Der Vampir
Mitternacht. Die alte Standuhr in der Eingangshalle hatte zur Geisterstunde geschlagen. Nachdem der zwölfte Gong verklungen war, regte sich etwas in dunkelsten Verlies im Keller der verlassenen Burg. Mit einem deutlich vernehmbaren Knarzen schob sich der Deckel von einem Sarg. Stöhnend richtete sich ein Wesen auf, das weder zum Reich der Lebenden, noch zu dem der Verstorbenen gehörte. Es war ein Untoter, ein Vampir und Blutsauger.

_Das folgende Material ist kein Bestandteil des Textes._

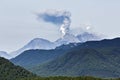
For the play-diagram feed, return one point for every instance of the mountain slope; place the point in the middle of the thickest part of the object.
(66, 39)
(5, 55)
(9, 71)
(37, 43)
(87, 37)
(31, 58)
(94, 58)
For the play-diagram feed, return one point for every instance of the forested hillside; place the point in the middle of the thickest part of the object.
(8, 71)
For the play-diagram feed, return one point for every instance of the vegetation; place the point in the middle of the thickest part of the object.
(9, 71)
(66, 78)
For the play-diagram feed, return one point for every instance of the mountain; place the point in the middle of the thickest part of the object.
(86, 36)
(5, 55)
(66, 39)
(37, 43)
(32, 58)
(93, 58)
(8, 71)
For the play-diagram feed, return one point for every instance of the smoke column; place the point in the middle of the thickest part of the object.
(57, 17)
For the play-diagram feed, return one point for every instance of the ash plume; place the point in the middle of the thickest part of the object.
(58, 17)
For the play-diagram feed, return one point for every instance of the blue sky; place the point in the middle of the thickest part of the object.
(18, 23)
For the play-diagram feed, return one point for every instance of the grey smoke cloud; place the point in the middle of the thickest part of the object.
(57, 17)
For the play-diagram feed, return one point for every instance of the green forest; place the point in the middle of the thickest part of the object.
(66, 78)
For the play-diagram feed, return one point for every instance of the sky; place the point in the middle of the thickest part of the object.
(19, 24)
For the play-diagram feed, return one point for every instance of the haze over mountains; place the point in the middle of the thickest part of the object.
(92, 58)
(39, 43)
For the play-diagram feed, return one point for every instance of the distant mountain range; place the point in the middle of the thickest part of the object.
(39, 43)
(5, 55)
(8, 71)
(92, 58)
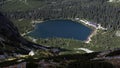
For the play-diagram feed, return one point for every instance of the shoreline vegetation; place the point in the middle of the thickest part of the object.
(95, 26)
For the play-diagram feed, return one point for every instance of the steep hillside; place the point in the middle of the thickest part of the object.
(11, 40)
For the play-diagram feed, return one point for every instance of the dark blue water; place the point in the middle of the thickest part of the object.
(61, 29)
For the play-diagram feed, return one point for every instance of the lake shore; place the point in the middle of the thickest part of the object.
(91, 24)
(83, 21)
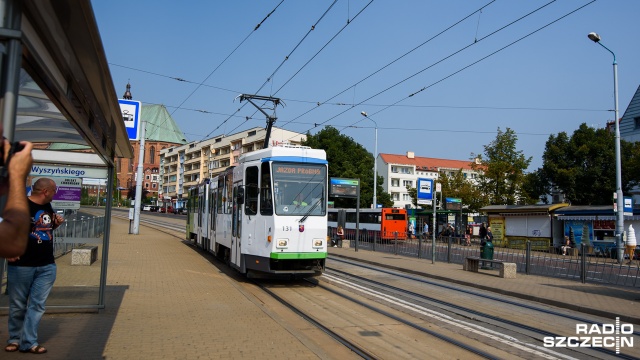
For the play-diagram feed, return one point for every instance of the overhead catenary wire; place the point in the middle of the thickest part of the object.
(438, 62)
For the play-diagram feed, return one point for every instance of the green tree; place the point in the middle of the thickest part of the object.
(502, 169)
(348, 159)
(583, 166)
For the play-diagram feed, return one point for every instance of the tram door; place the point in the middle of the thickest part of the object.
(236, 224)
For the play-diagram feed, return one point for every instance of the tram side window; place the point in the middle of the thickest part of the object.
(230, 192)
(266, 201)
(220, 194)
(369, 218)
(351, 217)
(251, 191)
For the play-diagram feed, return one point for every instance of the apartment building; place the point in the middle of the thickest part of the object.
(182, 167)
(161, 132)
(400, 171)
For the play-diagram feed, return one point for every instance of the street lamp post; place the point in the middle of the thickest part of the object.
(619, 198)
(375, 163)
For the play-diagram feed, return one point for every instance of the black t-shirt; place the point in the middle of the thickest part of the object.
(40, 246)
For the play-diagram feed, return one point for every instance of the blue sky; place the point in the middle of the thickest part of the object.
(471, 72)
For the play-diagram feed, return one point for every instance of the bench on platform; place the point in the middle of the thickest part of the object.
(84, 255)
(507, 270)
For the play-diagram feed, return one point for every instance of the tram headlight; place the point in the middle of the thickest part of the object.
(282, 243)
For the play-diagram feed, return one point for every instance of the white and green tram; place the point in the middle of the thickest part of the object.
(267, 214)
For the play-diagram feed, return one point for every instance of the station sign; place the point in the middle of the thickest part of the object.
(425, 191)
(453, 204)
(346, 188)
(131, 115)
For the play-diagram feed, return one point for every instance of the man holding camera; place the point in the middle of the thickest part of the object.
(14, 219)
(31, 276)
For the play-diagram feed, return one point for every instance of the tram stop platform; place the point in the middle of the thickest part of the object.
(165, 300)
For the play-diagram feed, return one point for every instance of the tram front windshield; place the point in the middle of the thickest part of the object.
(300, 189)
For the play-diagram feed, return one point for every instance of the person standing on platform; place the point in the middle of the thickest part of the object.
(340, 234)
(566, 246)
(30, 277)
(14, 223)
(483, 232)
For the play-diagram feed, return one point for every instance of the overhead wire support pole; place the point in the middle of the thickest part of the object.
(271, 119)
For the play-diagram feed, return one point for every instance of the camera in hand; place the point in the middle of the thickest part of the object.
(4, 164)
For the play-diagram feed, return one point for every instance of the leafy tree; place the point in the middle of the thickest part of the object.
(583, 166)
(502, 169)
(348, 159)
(534, 188)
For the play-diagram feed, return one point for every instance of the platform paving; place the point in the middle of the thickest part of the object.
(165, 300)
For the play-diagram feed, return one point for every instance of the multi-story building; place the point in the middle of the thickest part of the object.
(400, 171)
(161, 133)
(630, 131)
(184, 166)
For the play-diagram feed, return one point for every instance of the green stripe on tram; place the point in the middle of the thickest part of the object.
(297, 256)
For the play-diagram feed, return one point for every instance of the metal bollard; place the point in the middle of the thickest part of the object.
(583, 263)
(395, 243)
(527, 260)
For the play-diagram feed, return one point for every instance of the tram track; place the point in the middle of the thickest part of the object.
(319, 316)
(282, 294)
(467, 315)
(460, 289)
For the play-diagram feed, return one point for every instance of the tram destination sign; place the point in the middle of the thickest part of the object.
(453, 204)
(346, 188)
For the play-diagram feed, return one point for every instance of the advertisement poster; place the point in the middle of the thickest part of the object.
(497, 228)
(68, 194)
(581, 230)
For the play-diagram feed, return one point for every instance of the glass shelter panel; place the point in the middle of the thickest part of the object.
(78, 242)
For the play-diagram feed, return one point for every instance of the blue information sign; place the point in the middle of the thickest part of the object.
(131, 115)
(425, 191)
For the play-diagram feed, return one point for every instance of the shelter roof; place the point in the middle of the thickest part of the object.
(66, 92)
(536, 208)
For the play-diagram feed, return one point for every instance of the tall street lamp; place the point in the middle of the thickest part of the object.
(619, 199)
(375, 163)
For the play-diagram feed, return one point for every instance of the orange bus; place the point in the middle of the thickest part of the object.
(383, 223)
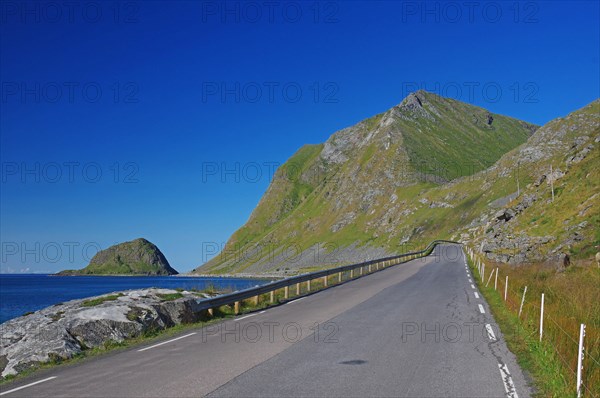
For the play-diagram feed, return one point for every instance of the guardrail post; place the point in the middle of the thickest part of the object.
(496, 281)
(580, 358)
(490, 278)
(542, 318)
(522, 301)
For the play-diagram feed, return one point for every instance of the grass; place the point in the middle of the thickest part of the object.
(100, 300)
(571, 297)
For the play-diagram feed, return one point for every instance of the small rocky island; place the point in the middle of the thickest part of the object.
(67, 329)
(137, 257)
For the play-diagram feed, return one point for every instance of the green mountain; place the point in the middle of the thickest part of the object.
(365, 192)
(137, 257)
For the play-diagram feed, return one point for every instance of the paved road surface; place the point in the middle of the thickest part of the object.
(418, 329)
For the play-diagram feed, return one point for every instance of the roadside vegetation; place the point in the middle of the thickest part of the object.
(572, 297)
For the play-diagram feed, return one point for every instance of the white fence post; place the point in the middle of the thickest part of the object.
(490, 278)
(580, 359)
(496, 280)
(542, 318)
(522, 301)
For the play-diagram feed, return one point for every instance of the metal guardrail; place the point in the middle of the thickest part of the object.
(236, 297)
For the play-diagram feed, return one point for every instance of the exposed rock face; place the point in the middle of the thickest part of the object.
(65, 330)
(137, 257)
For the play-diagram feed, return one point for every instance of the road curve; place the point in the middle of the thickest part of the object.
(419, 329)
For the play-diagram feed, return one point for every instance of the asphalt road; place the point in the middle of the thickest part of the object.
(418, 329)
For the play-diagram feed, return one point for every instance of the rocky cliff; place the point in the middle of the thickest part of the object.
(137, 257)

»Endlich!« Er streckte sich und ließ seine alten Knochen knacken. »Es ist Zeit für ein leckeres Frühstück. Ich habe unglaublich großen Hunger.«
Er stieg aus dem Sarg und strich seinen Anzug glatt. »Gutes Aussehen ist das A und O in meiner Branche. Niemand würde mich ernst nehmen, wenn ich eine Jogginghose tragen würde. Wie sagte schon mein guter Freund Karl, der leider nicht mehr unter uns weilt? Wer eine Jogginghose trägt, hat die Kontrolle über seinen Tod verloren.«
Der Vampir lachte laut, während er die steinernen Stufen hinaufschritt. »Es ist so eine herrliche Nacht.« Am ersten Fenster sog er die kühle Luft tief in seine Lungen ein. »Ich mache mich auf den Weg.«
Er verwandelte sich, nahm die Form einer unscheinbaren Fledermaus an und flatterte zum Dorf hinab.
»Oh, diese armen, armen Menschen. Sie alle haben ihre Häuser mit Fensterläden und schweren Türen verrammelt und verriegelt. Sie glauben tatsächlich, dass sie mich aufhalten könnten. Sie wissen gar nicht, dass es für einen Vampir nichts gibt, das ihn bremst.«
Der Vampir verengte seine Augen zu schmalen Schlitzen. »Es sei denn es sind Kruzifixe, Weihwasser und eine Knoblauchfarm.« Mit zugehaltener Nase setzte er sein weg über das stinkende Feld fort. »Wie kann man nur dieses Zeug essen? Es ist so ekelhaft.«
Er landete kurz vor einem alten Gehöft. Durch die Schlitze der Fensterläden war noch Licht zu sehen. »Verdammt! Der Bauer schläft noch nicht. Ich komme viel zu früh. Hoffentlich erwischt er mich nicht.«
Eine kleine Tür öffnete sich. Eine junge Magd kam mit einem Korb nach draußen geschlendert. »Da ist sie. Da kommt mein Frühstück.« Der Vampir strich sich genüsslich über den Bauch. Jetzt konnte ihn niemand mehr aufhalten. Der Duft, der ihm in die Nase stieg, war viel zu verführerisch. Er trat der Magd entgegen und versperrte ihr den Weg.
Sie sah ihn forsch an. Statt schreiend wegzulaufen, griff sie in ihren Korb und holte eine gelbrote Frucht hervor. »Wie immer eine Blutorange, der Herr?« Er nickte gierig, wollte zugreifen, aber sie zog die Orange zurück. »Das macht dann einen Silberling. Und schmatzt nicht wieder so laut. Der Bauer könnte euch hören. Erwischt er uns, ist unsere Geschäftsbeziehung beendet. Das wäre für uns beide äußerst unschön.«
Der Vampir nickte. Er gab ihr das Geld, nahm die Frucht entgegen und schlug seine Zähne in die Schale. Genüsslich begann er zu saugen. Hätte ihm doch nur jemand vorher gesagt, dass der Saft von Blutorangen viel leckerer war, als das Blut von jungen Frauen, er wäre sofort zum Vegetarier geworden.
»Wir sehen uns Morgen wieder. Kurz nach Mitternacht erwarte ich euch.« Die Magd drehte sich um und verschwand im Haus.